With no timetable on return, rumor speculates that Hultzen will miss quite a bit of the 2014 season. Even with his youth and his ability to recover and heal quickly, it’s a sad fact of reality that most of these injuries end up with very little success in the future.
Here is an awesome time table I was able to muster up from Lookout Landing regarding Hultzen’s 2013 season:
April 25, 2013: Danny Hultzen “can’t get loose”, is scratched from his start in Tacoma after pitching 22.2 innings.
April 26: Doctors say Hultzen has a left rotator cuff strain and tendinitis. Placed on the disabled list.
April 28: Hultzen is told by doctors that his injuries are “not worrisome.”
June 28: Hultzen returns, performing admirably, allowing only two hits over six innings.
July 2: Hultzen again “can’t get loose” and is scratched from his start.
July 10: Mariners shut down Hultzen, proclaim it as a minor setback and say there is no structural damage.
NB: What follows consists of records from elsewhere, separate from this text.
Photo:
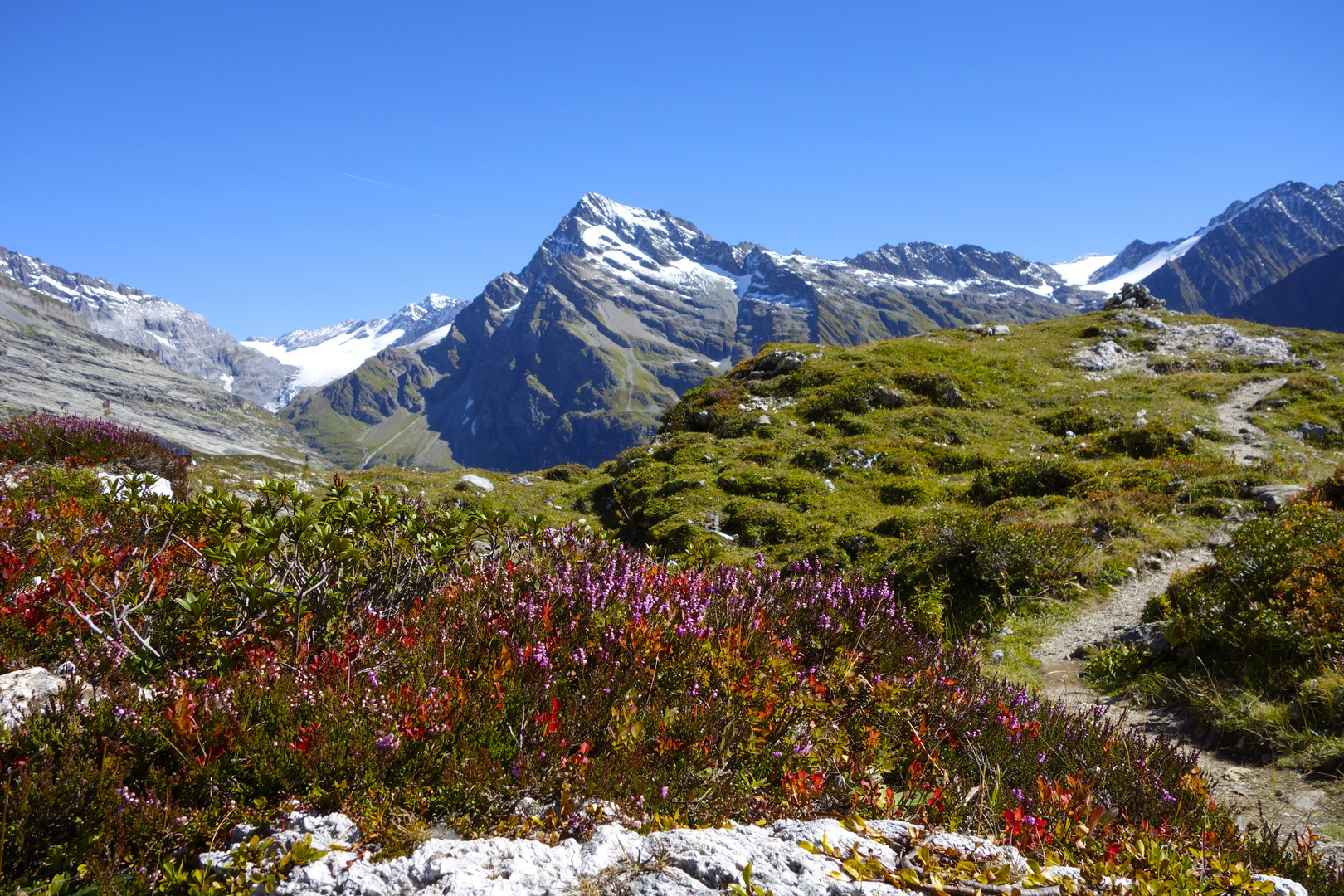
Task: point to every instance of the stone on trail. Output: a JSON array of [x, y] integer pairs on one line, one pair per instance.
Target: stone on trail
[[1276, 497], [479, 481]]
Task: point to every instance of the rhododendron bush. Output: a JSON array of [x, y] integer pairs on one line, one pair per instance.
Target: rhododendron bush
[[360, 652]]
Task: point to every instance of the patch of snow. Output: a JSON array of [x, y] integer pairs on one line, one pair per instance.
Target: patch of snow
[[1149, 264], [433, 338], [329, 359], [329, 353], [1077, 270]]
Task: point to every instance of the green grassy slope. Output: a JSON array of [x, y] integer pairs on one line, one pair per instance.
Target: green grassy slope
[[944, 461]]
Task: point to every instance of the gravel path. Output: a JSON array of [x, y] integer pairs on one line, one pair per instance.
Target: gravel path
[[1233, 418], [1249, 786]]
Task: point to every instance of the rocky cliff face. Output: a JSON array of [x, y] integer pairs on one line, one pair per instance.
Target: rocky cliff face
[[1312, 296], [51, 359], [1246, 249], [180, 338], [622, 309]]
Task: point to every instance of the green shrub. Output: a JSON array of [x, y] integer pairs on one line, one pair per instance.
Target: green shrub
[[1025, 479], [1077, 421], [947, 460], [760, 523], [769, 485], [1148, 441], [836, 402], [78, 441], [908, 489]]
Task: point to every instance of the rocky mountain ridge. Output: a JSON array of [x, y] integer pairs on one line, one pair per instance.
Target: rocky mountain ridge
[[264, 371], [1312, 296], [622, 309], [51, 359], [180, 338], [1248, 247]]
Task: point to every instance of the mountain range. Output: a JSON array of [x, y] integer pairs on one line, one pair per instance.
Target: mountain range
[[621, 309]]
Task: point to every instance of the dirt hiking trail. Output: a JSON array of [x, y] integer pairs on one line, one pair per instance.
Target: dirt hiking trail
[[1249, 786]]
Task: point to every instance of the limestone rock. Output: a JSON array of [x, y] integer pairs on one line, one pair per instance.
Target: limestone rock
[[1135, 296], [1149, 635], [1276, 497], [479, 481], [671, 863], [28, 691]]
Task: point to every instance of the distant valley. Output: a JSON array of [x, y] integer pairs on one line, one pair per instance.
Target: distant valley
[[621, 310]]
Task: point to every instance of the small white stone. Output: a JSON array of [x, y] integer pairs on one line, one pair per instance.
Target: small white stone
[[479, 481]]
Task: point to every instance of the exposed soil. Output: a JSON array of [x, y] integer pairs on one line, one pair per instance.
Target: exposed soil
[[1250, 786], [1233, 418]]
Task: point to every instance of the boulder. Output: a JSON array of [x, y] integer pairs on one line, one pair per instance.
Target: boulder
[[1149, 635], [1135, 296], [1315, 431], [1276, 497], [670, 863], [28, 691], [479, 481]]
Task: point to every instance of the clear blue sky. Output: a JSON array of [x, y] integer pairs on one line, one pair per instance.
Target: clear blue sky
[[197, 149]]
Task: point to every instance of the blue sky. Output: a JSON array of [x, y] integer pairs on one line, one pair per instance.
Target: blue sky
[[197, 151]]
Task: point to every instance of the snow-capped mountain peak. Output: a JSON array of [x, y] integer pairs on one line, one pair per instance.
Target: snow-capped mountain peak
[[182, 338], [1077, 271], [329, 353]]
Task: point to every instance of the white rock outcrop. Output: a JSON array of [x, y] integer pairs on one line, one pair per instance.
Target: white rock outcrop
[[671, 863], [617, 861]]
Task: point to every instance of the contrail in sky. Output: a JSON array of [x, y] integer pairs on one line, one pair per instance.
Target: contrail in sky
[[378, 182]]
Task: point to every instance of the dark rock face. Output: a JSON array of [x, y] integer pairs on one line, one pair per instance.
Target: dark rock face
[[1252, 246], [1312, 296], [624, 309]]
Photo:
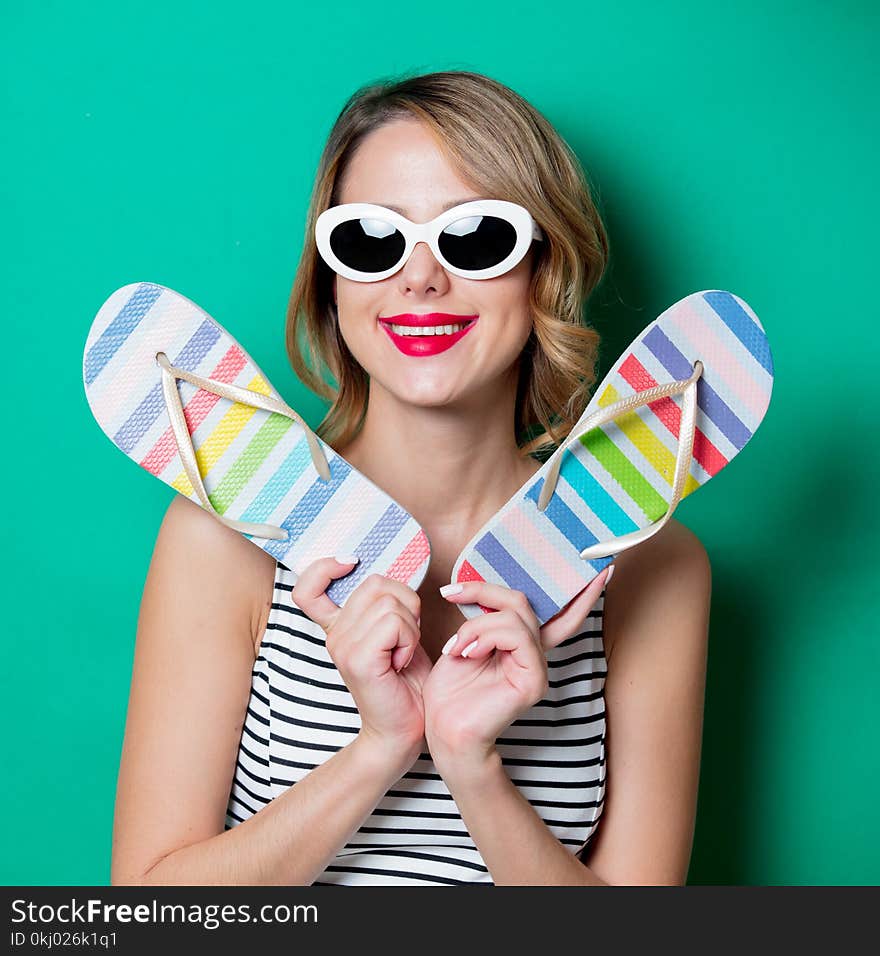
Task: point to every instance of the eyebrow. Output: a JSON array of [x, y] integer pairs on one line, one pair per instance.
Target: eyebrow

September 1: Hultzen returns to Tacoma, pitches two perfect innings with three strikeouts.
September 24: Hultzen pays a visit to Dr. James Andrews. “It’s not his rotator cuff,” says Z.
When Hultzen does pitch, he’s spot on.
In six starts with Triple-A Tacoma, Hultzen posted a 2.05 ERA and 0.85 WHIP while striking out 10 batters per nine innings.